One more thing, you talk about how how your mother's heart was broken because you sought out your birth mother. I have to say that, being in the same situation she was in, I can understand the feelings, though I can't explain them. When my foster children were still having visits with their mother, I was always insanely jealous that I had to "share" my children with her and that they might have affection for her, too. Of course, this is absurd, since she was drug addicted and only saw her kids for an hour a week - yet the thought of them calling someone else "mommy" drove me to distraction.

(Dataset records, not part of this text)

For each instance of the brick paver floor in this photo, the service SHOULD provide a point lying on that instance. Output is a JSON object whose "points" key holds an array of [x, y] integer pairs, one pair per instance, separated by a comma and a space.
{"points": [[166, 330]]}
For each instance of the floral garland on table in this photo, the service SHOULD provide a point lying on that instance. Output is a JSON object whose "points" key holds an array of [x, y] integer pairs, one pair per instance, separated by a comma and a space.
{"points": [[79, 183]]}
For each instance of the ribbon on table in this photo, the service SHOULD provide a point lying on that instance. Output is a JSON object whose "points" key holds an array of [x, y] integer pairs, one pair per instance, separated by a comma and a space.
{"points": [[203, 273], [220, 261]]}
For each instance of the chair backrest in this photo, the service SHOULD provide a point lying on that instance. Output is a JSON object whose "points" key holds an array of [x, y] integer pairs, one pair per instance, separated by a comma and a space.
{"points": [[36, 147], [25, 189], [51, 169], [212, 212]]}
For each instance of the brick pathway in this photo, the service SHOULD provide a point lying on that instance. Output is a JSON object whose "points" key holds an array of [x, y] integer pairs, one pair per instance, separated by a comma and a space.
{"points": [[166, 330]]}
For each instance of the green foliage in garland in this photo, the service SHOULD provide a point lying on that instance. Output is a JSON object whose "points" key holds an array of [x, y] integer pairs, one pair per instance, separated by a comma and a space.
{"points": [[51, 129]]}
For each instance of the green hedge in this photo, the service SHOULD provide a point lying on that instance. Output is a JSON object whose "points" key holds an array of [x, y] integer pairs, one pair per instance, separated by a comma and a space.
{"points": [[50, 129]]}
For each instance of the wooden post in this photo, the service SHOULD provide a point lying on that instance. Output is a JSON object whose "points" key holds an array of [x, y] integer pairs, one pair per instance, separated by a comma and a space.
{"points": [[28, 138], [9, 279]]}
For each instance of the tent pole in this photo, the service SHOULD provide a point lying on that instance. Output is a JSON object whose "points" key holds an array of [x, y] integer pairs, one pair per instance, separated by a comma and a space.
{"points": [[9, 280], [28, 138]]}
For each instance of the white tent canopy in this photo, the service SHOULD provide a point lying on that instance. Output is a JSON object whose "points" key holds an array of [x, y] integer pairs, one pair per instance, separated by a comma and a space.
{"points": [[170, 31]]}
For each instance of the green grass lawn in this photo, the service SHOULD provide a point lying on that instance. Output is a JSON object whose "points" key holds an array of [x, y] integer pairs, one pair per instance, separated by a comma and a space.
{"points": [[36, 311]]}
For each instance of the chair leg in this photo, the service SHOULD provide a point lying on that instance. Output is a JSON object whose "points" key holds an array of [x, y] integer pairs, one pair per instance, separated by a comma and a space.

I wanted to share this with you because I think it must be some sort of maternal instinct that is hard-wired into us! I have had to fight it every step of the way because I know that it is important to speak positively about their birth families as they grow up, and hopefully have a safe connection with them. But, I do relate to what your mother was feeling, even if I don't understand quite why it happens.

Anyway, thank you so much for your article. Thank you for helping me justify my promptings to seek out family ties for my children. Thank you for clearing up some doctrinal concerns I had. Lot of love for you.